Consultants aren’t going away, according to experts, despite the growing number of in-house roles across CREs. Many believe that verification and certification of energy audits has a role. Demand will skyrocket as companies seek third-party verification of their sustainability data. And as companies strengthen their sustainability teams, they tend to hire consultants to supplement their work and develop internal strategies and workflows.

There is a growing suite of software for measuring performance and emissions, but they themselves require consultants to scrutinize the technology and help with installation and operation. Comly Wilson, his Enertiv marketing director at a company that provides technology solutions for measuring energy and emissions, said automating the data-reporting process was essential to increase the level of time and accuracy. said it would be.

“ESG consultants are hiring continuously,” says Schantz. “Not only because their staff is being poached by an in-house real estate company, but because their workbook continues to grow.”

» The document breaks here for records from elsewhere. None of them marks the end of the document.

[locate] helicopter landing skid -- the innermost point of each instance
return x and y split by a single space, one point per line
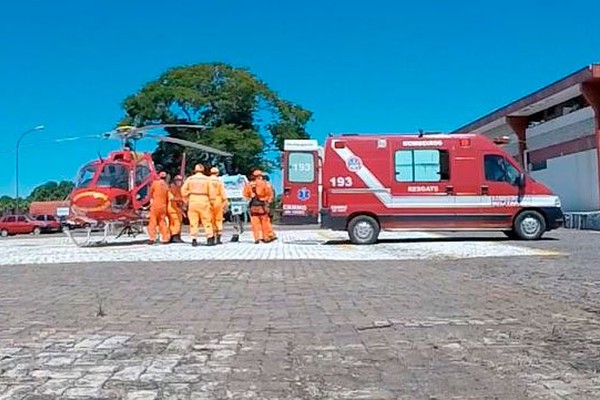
130 230
88 241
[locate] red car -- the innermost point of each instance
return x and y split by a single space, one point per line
17 224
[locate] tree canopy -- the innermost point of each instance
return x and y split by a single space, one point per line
241 113
49 191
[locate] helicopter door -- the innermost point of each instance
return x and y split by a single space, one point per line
142 182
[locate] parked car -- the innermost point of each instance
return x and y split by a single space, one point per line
52 224
20 224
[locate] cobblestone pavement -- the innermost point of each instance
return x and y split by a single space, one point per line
292 245
524 326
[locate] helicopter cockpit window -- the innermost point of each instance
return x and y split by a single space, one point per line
115 176
142 170
86 175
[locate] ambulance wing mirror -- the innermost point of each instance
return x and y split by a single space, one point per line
521 180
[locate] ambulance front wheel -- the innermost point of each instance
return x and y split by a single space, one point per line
363 230
529 225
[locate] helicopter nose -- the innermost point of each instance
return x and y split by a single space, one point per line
91 201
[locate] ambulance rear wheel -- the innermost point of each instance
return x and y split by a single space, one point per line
530 225
363 230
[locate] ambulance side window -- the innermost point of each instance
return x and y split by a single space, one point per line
422 165
301 167
497 169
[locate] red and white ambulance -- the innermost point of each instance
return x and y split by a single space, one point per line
365 184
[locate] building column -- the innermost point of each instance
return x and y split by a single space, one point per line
519 127
591 92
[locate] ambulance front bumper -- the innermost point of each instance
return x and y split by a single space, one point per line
335 223
555 217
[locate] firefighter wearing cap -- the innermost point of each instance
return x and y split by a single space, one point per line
195 191
175 209
218 202
159 199
258 193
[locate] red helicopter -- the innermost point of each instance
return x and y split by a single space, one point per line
113 193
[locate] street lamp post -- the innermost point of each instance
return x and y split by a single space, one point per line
37 128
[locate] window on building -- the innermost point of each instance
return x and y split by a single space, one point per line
422 165
538 166
498 169
301 167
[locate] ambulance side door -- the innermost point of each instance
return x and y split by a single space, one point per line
422 189
499 190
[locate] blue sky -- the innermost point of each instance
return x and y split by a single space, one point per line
378 66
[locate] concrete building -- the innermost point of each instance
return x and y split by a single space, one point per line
555 133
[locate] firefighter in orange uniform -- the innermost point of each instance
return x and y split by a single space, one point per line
258 193
175 209
195 190
159 199
218 202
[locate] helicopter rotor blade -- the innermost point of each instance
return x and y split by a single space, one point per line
187 143
163 126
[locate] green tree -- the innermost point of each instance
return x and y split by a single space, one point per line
241 113
51 191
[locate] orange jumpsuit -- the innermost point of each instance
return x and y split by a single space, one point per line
271 202
159 195
218 202
175 210
195 190
260 191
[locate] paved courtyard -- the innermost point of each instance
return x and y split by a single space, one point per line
418 316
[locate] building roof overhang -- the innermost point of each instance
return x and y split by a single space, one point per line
555 93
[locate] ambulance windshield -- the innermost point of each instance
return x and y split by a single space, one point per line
301 167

Schantz does not expect the shortage to be resolved anytime soon. When SEC rule changes call for a full set of risks, the vast majority of companies will find themselves unprepared and “rushing” to find talent.

“We see this talent shortage across the board. It’s a reality,” Wilson said. “Whether it’s an ESG consultant or an architectural engineer, it’s a serious problem, and when portfolios are forced to do more, when less people do it. is.”